Both the onset and the maintenance of IL-6-induced STAT-masking are dependent upon receptor-coupled PLC signaling (Fig. 4). A requirement for PI-PLC signaling in the onset of STAT-masking may reflect novel IL-6-induced gp130-mediated PLC activation and the intracellular signaling pathway (75). Indeed, the rapid reversal within 15 to 20 min of already established STAT-masking by U-73122, an inhibitor of agonist receptor-coupled PI-PLC activity, but by no other inhibitor tested, provides additional evidence for the involvement of a novel IL-6R-coupled PI-PLC pathway in the regulation of JAK-STAT signaling and STAT-masking.

The identification of the p53-Val¹³⁵-dependent proteins involved in STAT-masking and the elucidation of their physiologic function represent an exciting challenge (Fig. 7).

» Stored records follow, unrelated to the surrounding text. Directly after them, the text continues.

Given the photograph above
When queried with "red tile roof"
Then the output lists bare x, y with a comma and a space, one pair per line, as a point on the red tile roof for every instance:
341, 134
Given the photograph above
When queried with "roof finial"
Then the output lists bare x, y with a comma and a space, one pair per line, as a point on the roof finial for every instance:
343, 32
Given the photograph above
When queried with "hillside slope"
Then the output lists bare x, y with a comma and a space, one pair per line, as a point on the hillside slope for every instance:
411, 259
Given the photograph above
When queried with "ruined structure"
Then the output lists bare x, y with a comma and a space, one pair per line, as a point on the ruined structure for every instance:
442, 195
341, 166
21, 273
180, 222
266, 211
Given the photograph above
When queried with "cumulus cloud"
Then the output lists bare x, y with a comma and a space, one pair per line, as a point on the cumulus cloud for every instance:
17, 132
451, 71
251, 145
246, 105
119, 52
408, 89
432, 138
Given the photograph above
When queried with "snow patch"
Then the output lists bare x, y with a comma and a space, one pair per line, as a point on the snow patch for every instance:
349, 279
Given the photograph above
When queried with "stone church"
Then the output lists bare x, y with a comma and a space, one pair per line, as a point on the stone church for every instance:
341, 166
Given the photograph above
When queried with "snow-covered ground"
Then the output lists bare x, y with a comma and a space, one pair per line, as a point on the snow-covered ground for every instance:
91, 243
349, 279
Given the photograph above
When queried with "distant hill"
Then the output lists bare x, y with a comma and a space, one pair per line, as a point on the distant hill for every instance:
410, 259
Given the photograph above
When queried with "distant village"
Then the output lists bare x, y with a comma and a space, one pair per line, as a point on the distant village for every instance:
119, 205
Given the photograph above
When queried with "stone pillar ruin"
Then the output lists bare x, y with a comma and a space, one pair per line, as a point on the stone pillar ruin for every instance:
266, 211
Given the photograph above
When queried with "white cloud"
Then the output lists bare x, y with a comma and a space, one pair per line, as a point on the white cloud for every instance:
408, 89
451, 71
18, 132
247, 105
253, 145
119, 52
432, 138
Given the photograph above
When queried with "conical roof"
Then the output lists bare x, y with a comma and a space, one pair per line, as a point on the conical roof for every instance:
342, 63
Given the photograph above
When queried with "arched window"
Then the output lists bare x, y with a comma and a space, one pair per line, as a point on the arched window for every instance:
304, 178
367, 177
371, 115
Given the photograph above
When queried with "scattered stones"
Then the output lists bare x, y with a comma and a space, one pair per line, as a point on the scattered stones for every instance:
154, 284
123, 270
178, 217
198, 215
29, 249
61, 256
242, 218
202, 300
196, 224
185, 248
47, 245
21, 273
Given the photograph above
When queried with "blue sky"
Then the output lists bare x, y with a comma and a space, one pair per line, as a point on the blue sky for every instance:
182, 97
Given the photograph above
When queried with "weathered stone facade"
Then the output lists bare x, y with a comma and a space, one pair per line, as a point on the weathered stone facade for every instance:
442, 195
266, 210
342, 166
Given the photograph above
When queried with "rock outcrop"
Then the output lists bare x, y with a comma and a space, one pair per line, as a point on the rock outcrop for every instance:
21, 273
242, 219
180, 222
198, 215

In preliminary experiments we have detected high molecular mass sedimentable complexes of STAT3 in the postmitochondrial cytoplasmic extracts of Line 1 cells during STAT-masking using the procedure of zonal centrifugation through sucrose density gradients. The characterization of proteins associated with STAT3 in these sedimentable complexes produced during STAT-masking is likely to provide insights into this new p53-dependent cellular process.

We thank Manohar V. N. Shirodkar, Pramila Warke, Elyse S. Goldweber, Josephine Lauriello, Suzanne Andrews, Kimberly A. Sorrentino, and Benjamin Z. Holczer for their encouragement and support, and Drs. Victor Fried, Sansar Sharma, and Richard Pine for helpful discussions and numerous suggestions.